A year from today I will take a Lyft so far from where I live
I can never return. At that point, my girlfriend will have been married
To her husband for 27 years. Near Altamont Pass an abandoned golf
Course goes to seed. What were the greens are now rounded patches
Of golden Monkey Flower, as if they were the circular footprint
Of the nearby windmills telling and retelling their alien riddles.
Stephen Colbert’s right ear rests two inches higher on the right side
Of his head than on the left. This is a beautiful thing.
If someone tells you they love you, at what moment do the words
Stop holding their meaning?
When the boxes in the garage remain unpacked a decade later?
When you have lived together since before Obama
But the lease is in your name? Notice
Not a single picture of you and her on the wall,
On any shelf, not pinned to the fridge, not in a purse
Or wallet, just a child. Not just.
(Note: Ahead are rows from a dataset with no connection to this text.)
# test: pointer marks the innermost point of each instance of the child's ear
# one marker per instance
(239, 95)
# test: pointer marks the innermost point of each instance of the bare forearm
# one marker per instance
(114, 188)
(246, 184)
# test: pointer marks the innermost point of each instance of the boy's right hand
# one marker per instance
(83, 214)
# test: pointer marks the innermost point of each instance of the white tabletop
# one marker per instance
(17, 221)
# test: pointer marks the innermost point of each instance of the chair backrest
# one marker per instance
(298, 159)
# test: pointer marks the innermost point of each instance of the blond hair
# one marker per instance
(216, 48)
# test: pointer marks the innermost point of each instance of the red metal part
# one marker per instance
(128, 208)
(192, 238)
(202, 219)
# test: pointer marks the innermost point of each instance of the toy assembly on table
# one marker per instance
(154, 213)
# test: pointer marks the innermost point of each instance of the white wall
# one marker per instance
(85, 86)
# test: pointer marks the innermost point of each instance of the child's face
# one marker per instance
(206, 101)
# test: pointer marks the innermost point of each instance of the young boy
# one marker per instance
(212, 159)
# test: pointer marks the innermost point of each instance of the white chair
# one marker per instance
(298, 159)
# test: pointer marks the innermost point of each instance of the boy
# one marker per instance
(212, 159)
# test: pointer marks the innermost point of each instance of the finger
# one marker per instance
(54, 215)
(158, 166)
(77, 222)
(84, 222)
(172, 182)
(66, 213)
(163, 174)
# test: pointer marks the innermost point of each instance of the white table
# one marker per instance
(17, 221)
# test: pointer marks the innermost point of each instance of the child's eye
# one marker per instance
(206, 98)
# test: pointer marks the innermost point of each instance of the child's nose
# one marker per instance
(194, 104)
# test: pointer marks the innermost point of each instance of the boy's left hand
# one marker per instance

A child.
The orange tent with the red-brown flaps anchored to the moonscape
Hosts a small fire, we count seven logs engulfed in flame.
Where wet sand shifts to ebb’s gray-green
And slides into the next wave’s moon, a woman in a red sweater
Pulled up to her elbows, and too short canvas shorts, walks
An Australian Shepherd toward a surfboard nosing a surfer
Into the set. I often think of addiction, I think of canvas throw pillows
And children yelping at unpinned donkeys
Just beyond the red fence’s belief about neighbors and criminals.
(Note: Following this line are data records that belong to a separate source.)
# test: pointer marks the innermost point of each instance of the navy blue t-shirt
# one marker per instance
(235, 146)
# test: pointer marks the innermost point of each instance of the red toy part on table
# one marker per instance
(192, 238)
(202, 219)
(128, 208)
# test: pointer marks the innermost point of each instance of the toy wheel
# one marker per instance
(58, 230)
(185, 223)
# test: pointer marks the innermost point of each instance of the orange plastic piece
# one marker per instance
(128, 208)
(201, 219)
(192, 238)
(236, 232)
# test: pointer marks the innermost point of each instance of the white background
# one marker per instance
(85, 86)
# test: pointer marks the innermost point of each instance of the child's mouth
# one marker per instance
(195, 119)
While looking through the fist on your left hand with your right eye open
And left eye closed, pinch the thumb on the left hand
With your thumb and forefinger in your right and pull them apart, run in place.
“What I have to tell you cannot wait” is my favorite line
From Season 5 of Ray Donovan. I occasionally stutter now. No ceviche
Better than “butterfish. Tamarind peanut marinade. Cucumber.
Lotus chips. Sambal aioli. Soy.” The aroma of a fresh pot of coffee
Threatens the air with the opposite of the beginning
Of clay in the root of petrichor. The latest feed? “Celebrities
That look like their pets.” In the wash, a Dungeness crab, ruby and pocked
With what must be certainty, moves away from me as I close
In. I see the scarab sinking into the tide pool, deep enough to eye me
To remain beyond my reach.
I wire money everywhere. Let’s buy an apartment in your Toronto.